$$a_{n+2} = 5a_{n+1} - 6a_n$$ for all $n$ greater than or equal to $0$.
This is the recursive sequence I have. Find a solution of the recursive sequence that satisfies the initial conditions $a_0 = 3$ and $a_1 = 11$.
Main problem is I'm not familiar enough with recursive solutions to understand what I'm being asked. If I was given another sequence and asked to show does it satisfy the original one or not I could do that, but not this. Do I generate terms? Or it's not that simple.
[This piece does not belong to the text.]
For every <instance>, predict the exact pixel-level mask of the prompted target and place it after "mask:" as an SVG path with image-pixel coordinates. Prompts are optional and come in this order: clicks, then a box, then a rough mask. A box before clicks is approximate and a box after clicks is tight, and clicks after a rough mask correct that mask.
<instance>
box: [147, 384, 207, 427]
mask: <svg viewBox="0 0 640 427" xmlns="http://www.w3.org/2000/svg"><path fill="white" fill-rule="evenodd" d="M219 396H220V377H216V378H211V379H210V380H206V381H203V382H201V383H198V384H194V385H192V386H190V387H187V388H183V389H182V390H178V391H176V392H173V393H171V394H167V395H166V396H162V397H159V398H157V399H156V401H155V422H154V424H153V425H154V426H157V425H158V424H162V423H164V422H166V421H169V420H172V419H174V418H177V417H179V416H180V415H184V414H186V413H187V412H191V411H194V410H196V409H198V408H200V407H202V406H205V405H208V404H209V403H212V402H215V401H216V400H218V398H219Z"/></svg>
Have a great day everyone.
$$a_{n+2}-2a_{n+1}=3a_{n+1}-6a_n.$$ Let $b_n=a_{n+1}-2a_n.$
Thus, $b_0=11-6=5$ and $b_{n+1}=3b_n$, which gives $b_n=5\cdot3^n$.
Hence, $a_{n+1}-2a_n=5\cdot3^n$.
Now, $$a_1-2a_0=5\cdot3^0$$ $$\frac{1}{2}a_2-a_1=\frac{1}{2}\cdot5\cdot3^1=5\cdot\left(\frac{3}{2}\right)^1$$ $$\frac{1}{2^2}a_3-\frac{1}{2}a_2=5\cdot\left(\frac{3}{2}\right)^2$$ $$.$$ $$.$$ $$.$$ $$\frac{1}{2^{n-1}}a_n-\frac{1}{2^{n-2}}a_{n-1}=5\cdot\left(\frac{3}{2}\right)^{n-1}$$ and after summing of these equalities we obtain: $$\frac{1}{2^{n-1}}a_n-2a_0=5+5\left(\frac{3}{2}\right)^1+...+5\left(\frac{3}{2}\right)^{n-1}=\frac{5\left(\left(\frac{3}{2}\right)^n-1\right)}{\frac{3}{2}-1}=10\left(\left(\frac{3}{2}\right)^n-1\right),$$ which gives $$a_n=5\cdot3^n-2^{n+1}.$$ Done!